The Fibula Osteocutaneous Flap in Head and Neck Reconstruction: A Critical Evaluation of Donor Site Morbidity

Author Affiliations

From the Department of Surgery, State University of New York at Stony Brook (Dr Shindo); the Division of Otolaryngology–Head and Neck Surgery, Department of Otolaryngology–Head and Neck Surgery, University of Southern California, Los Angeles (Dr Fong); and Department of Otolaryngology–Head and Neck Surgery, University of Iowa College of Medicine, Iowa City (Drs Funk and Karnell).

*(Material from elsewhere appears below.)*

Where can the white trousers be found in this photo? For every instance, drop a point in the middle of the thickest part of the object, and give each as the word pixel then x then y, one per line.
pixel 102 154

Arch Otolaryngol Head Neck Surg. 2000;126(12):1467-1472. doi:10.1001/archotol.126.12.1467

Objectives  To (1) compare the complications and functional outcome of primary closure vs split-thickness skin grafting of the fibula osteocutaneous flap donor site, (2) identify patient-mix or treatment factors related to donor site complications, and (3) address early detection and management of donor site complications.

Design  Retrospective review and questionnaire study.

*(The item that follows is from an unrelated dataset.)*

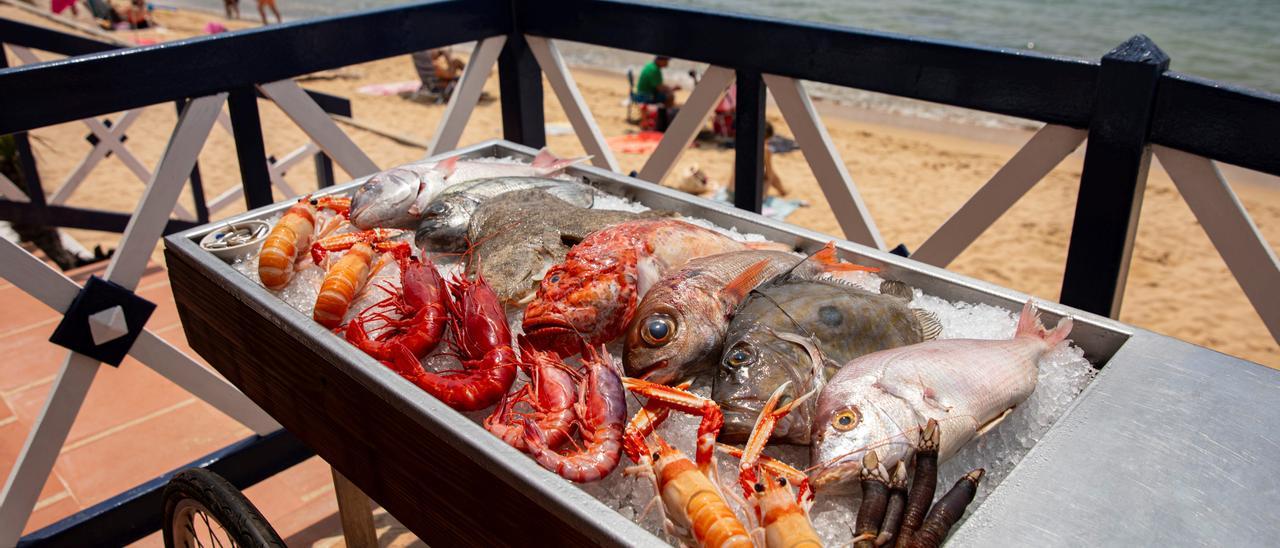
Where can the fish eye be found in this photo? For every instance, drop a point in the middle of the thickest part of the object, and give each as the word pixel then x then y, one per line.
pixel 845 420
pixel 658 329
pixel 740 356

Setting  Two university tertiary referral centers.

Patients  Fifty-three patients (31 men and 22 women, ages 20 to 80 years) who underwent fibula osteocutaneous free tissue transfer between February 1992 and January 1997.

Main Outcome Measures  Minor complications; major complications; and postoperative function, including sensory and motor deficits, pain, swelling, temperature intolerance, and activities of daily living.

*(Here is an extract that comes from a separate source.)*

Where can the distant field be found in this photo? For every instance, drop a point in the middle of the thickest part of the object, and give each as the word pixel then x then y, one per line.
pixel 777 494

Results  Four patients developed major wound complications (group 1), 11 patients developed minor wound complications (group 2), and 38 patients had no wound complications (group 3). The donor site was closed primarily in 26 patients and with a split-thickness skin graft in the remaining 27 patients. Major wound complications developed in 3 patients (12%) who underwent primary closure and 1 patient (4%) who underwent split-thickness skin grafting. Minor wound complications developed in 7 (27%) of the patients who underwent primary closure and 4 patients (15%) who underwent split-thickness skin grafting. Three patients who had major complications had residual sensory or motor deficits that resulted in impaired gait or alteration in their daily activities. Comparing all patients with complications (groups 1 and 2) to patients with no complications (group 3) demonstrated an increased incidence of donor site complications in heavy smokers (P<.05) and a strong trend toward higher donor site complications in patients who underwent primary closure (P = .10). Although trends were identified, no significant differences were found in age, comorbid illnesses, alcohol use, preoperative laboratory values, operating time, tourniquet time, or skin paddle width.

Conclusions  A variety of patient-mix and operative factors are likely related to the development of donor site wound complications. Width of the skin paddle alone is not a reliable criterion for determining the need to skin graft the donor site. Primary closure tended to result in a higher rate of both major and minor wound complications compared with split-thickness skin grafting. Primary closure of fibula donor site defects should be undertaken if this can be accomplished with no tension along the suture line. If tension at the suture line is present, a skin graft should be strongly considered to minimize the possibility of a wound complication.